Test Excavations at 3LO226
WRI Research Station
Arkansas Archeological Survey
3LO226 is a well preserved Woodland Period site in southern Logan County, Arkansas. Its location only a short distance upstream from a U.S. Army Corps of Engineers flood control reservoir makes the site subject to frequent, and often severe, inundation. After the unprecedented flooding of 2008 which greatly accelerated the already severe erosion of the site, it was determined that salvage excavations were in order. In March of 2009, The Arkansas Archeological Survey conducted excavations along the edge of the creek bank where the most drastic erosion was occurring.
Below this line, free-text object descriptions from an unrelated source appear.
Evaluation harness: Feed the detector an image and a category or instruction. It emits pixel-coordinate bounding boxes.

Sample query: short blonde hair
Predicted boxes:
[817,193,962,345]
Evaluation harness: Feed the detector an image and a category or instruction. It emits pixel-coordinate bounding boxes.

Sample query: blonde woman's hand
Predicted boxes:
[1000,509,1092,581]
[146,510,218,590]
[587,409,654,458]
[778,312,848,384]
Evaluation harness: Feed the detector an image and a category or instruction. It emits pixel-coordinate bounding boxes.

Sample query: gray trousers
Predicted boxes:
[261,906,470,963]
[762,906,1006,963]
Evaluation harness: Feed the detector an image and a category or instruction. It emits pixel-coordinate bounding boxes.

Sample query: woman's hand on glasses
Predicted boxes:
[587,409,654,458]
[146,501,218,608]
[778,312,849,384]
We excavated three test units and recovered a large amount of data on Woodland Period culture in an area where very little such work has ever been done.
Larry Porter, station assistant at the WRI Research Station, began working with the U.S. Army Corps of Engineers, on whose property the site is located, in January of 2009 to obtain a permit to do test excavations. In the ensuing weeks an excavation plan was devised, units were laid out and logistical arrangements were made. On 12 consecutive days beginning in mid-March, we excavated three 2 X 2 meter units dug to subsoil.
We recovered a significant amount of data, most of which related to the Woodland period occupation at the site. Included were several features, two of which yielded the only two radiocarbon samples collected. An apparently intact burial was encountered at the bottom of one of the units. By prior agreement the burial was left in place and the unit backfilled.
The excavated artifact assemblage includes several well-made Gary projectile points, and a number of small arrow points.
Ceramic artifacts include Williams Plain ceramic sherds, several decorated sherds, and fragments of a modified platform Poole type clay pipe.
We also found quartz crystal fragments, lithic debris, charred nut shells, mussel shells, and an exceptionally well preserved faunal sample that includes several bone tools and evidence of bone tool manufacture.
As a result of the data collected, two specialized analyses have been undertaken. A grant funded by the Arkansas Archeological Society’s Archeological Research Fund paid for two AMS dates on charcoal collected from two adjacent features. The samples, both collected from the very bottom of the deposits, produced dates surprisingly early in light of the presence of arrow points, considered to mark the later end of the long Woodland period, found in the upper levels of the excavations. The two samples returned very consistent dates of 1000-820 BC. Materials at the bottom of the deposits thus date to the very earliest end of the Woodland period. This could be an indication that the site was occupied, either continuously or intermittently, throughout most of the Woodland sequence.
The second specialized analysis, funded by the Arkansas Archeological Survey, is a faunal analysis of the large bone sample. This analysis is currently underway and the results have not yet been received but it is anticipated that they will shed additional light on the faunal resources being utilized at this site.
Taken as a whole, the assemblage from 3LO226 demonstrates a potential to provide insight into the early Woodland period occupation in an area that has received so very little archeological attention.
This project was a cooperative effort of the Arkansas Archeological Survey, the U. S. Army Corps of Engineers, the Caddo Nation, and all of the many volunteers who helped. Without doubt, not a tenth of the amount of work accomplished could have been done without the assistance of the many volunteers from which the archeological community of Arkansas is fortunate to be able to draw.
Meanwhile, the erosion of the site continues unabated and always will. But a significant amount of data has now been recovered and plans are in the works for additional future excavations. At the very least the WRI Research Station will continue a program of monitoring and data collection.